Il XIII secolo è senz’altro quello di Francesco. Al santo d’Assisi si sono ispirati numerosi movimenti, in primo luogo quello fondato da Gherardo Sega­relli. Per i suoi contemporanei il “poverello” d’Assisi era l’angelo del sesto sigillo secondo l’Apocalisse, l’alter Christus che secondo Gioacchino da Fiore doveva aprire il terzo e ultimo status, quello della ecclesia spiritualis. Con lui la povertà (paupertas) divenne uno dei principali problemi della religiosità del Basso Medioevo, usato, spesso, come denuncia della condotta morale della Chiesa e il suo esercizio del potere.
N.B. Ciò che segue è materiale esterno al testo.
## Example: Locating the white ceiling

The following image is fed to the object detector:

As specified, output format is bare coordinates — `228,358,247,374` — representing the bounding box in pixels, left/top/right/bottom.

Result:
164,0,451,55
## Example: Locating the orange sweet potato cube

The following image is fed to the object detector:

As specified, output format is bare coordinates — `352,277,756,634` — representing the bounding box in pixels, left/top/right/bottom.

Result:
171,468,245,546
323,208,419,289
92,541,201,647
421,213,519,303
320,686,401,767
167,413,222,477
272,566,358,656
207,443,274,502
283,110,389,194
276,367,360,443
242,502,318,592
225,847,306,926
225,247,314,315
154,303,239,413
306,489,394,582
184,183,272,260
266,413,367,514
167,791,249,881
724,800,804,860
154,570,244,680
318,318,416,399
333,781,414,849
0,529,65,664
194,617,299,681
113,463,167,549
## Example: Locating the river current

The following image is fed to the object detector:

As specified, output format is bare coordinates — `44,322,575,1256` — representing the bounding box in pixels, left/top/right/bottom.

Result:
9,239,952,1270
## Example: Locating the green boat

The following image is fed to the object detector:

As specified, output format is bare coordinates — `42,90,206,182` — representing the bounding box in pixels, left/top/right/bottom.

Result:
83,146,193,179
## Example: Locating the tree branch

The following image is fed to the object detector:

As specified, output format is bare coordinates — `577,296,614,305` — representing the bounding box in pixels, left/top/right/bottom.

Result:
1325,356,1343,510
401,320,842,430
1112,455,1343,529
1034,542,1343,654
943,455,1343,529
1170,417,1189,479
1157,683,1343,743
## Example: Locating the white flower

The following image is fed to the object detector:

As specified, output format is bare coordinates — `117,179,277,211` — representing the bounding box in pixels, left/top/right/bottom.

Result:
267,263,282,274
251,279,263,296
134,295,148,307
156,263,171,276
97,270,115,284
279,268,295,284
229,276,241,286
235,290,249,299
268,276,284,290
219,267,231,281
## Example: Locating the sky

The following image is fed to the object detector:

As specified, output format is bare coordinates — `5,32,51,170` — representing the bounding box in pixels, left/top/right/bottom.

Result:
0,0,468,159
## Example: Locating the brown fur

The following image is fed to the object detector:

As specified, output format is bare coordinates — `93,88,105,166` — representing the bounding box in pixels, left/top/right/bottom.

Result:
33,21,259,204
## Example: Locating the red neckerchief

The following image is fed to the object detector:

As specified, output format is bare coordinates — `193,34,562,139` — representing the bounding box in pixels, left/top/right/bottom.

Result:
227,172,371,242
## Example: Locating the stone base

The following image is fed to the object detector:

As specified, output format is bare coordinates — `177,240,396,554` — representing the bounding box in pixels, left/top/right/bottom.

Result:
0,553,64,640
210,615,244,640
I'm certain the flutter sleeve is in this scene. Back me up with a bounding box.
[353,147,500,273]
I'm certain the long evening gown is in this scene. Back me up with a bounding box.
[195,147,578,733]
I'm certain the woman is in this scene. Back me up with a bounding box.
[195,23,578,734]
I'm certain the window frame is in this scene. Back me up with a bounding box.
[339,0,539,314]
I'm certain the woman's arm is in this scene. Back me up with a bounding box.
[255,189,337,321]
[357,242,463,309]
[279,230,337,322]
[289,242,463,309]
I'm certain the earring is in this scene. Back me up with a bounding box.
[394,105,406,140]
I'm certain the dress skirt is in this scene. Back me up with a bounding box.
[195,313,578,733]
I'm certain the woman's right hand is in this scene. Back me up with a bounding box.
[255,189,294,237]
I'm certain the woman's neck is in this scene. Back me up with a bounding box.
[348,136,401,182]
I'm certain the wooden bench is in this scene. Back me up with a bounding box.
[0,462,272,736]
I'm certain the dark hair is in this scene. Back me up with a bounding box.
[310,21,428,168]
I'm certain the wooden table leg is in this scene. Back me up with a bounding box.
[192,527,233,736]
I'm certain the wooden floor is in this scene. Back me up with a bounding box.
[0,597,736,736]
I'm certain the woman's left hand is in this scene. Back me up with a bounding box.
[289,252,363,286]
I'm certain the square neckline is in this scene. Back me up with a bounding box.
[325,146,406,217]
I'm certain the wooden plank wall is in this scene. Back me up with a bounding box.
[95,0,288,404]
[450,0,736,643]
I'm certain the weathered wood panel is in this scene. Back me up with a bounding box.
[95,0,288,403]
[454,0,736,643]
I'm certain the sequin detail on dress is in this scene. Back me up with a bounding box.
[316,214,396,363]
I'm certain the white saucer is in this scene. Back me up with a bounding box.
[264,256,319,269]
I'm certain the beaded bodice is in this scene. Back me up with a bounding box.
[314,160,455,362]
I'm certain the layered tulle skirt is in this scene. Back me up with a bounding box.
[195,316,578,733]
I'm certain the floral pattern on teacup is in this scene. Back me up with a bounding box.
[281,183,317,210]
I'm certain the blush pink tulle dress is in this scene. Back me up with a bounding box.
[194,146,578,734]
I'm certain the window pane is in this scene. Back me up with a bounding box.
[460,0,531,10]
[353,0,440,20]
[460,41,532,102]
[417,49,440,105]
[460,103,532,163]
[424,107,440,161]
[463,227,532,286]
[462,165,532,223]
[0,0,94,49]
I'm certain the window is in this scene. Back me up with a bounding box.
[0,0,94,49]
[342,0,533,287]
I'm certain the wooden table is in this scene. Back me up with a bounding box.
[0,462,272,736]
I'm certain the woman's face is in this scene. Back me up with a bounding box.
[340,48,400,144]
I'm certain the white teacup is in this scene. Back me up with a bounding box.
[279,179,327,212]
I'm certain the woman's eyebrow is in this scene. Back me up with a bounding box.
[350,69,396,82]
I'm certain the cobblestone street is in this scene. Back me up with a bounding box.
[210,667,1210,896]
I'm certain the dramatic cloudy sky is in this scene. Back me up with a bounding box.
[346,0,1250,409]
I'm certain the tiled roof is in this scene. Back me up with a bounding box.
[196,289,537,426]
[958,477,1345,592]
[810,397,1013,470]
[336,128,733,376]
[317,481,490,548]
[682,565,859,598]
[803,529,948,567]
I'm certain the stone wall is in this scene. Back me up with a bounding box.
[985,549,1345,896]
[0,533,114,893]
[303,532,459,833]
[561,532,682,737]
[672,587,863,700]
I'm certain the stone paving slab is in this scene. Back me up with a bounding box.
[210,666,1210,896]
È indubbio che il messaggio del “poverello” di Assisi venne ridimensionato e attenuato (solo quattro anni dopo la sua morte nella bolla Quo elongati, emanata da Gre­gorio IX, si dichiarava che il Testamen­to di Francesco non aveva un carattere obbligante sul piano giuridico per i suoi successori). Possiamo, forse, affermare che l’ordine dei Frati Minori sotto il ministro generale Elia, verso la metà del XIII secolo, con le sue solenni opere edilizie, con la raccolta delle elemosine, con i suoi membri magister all’università di Parigi o inquisitori, fosse lo stesso e  perseguisse gli ideali del santo suo fondatore? Probabilmente, anzi sicuramente, no.

 

Gli Spirituali e i Fraticelli

Le prime divisioni sull’interpretazione del messaggio di Francesco si manifestarono già durante la sua vita, ma divennero intense dopo la sua morte, nel successivo sviluppo dell’Ordine francescano. Queste divisioni dettero luogo a due correnti di pensiero: quella cosiddetta degli Spirituali, fedeli allo spirito della Regola e al Testamento di Francesco, praticando l’ideale di assoluta povertà, e ispirati alle visioni escatologiche di Gioacchino da Fiore, e quella designata dei Conventuali, molto più propensi rispetto ai primi a uniformarsi agli altri ordini religiosi e a cle­ricalizzarsi, deviando, sostanzialmente, dagli ideali del fondatore. Il tentativo di istituzionalizzare il movimento religioso a cui Francesco aveva dato vita ebbe inizio già sotto il generalato di frate Elia da Cortona (generale dell’ordine nel periodo 1221-1227 e 1232-1239). Primo e ultimo gene­rale appartenente alla fazione degli Spirituali fu Giovanni da Parma, (1247-1257), uomo integro e di grande zelo religioso, che, però, non riu­scì a ricondurre i suoi confratelli ai principi originari. Sotto Bonaventura da Bagnoregio, eletto generale dell’Ordine nel 1257, carica che mantenne per diciassette anni, si arrivò addirittura a scrivere una nuova biografia di Francesco (la Legenda maior S. Francisci). Manipolando il messaggio originale del santo e dei francescani più rigoristi (“fratres qui cum eo fuimus” come amavano definirsi), Bonaventura arrivò a condannare apertamente le posizioni della corrente degli Spirituali nelle “Costituzioni Narbonesi”, per incanalare definitivamente il movimento in un vero e proprio ordine, come quello dei frati predicatori, fondato da Domenico.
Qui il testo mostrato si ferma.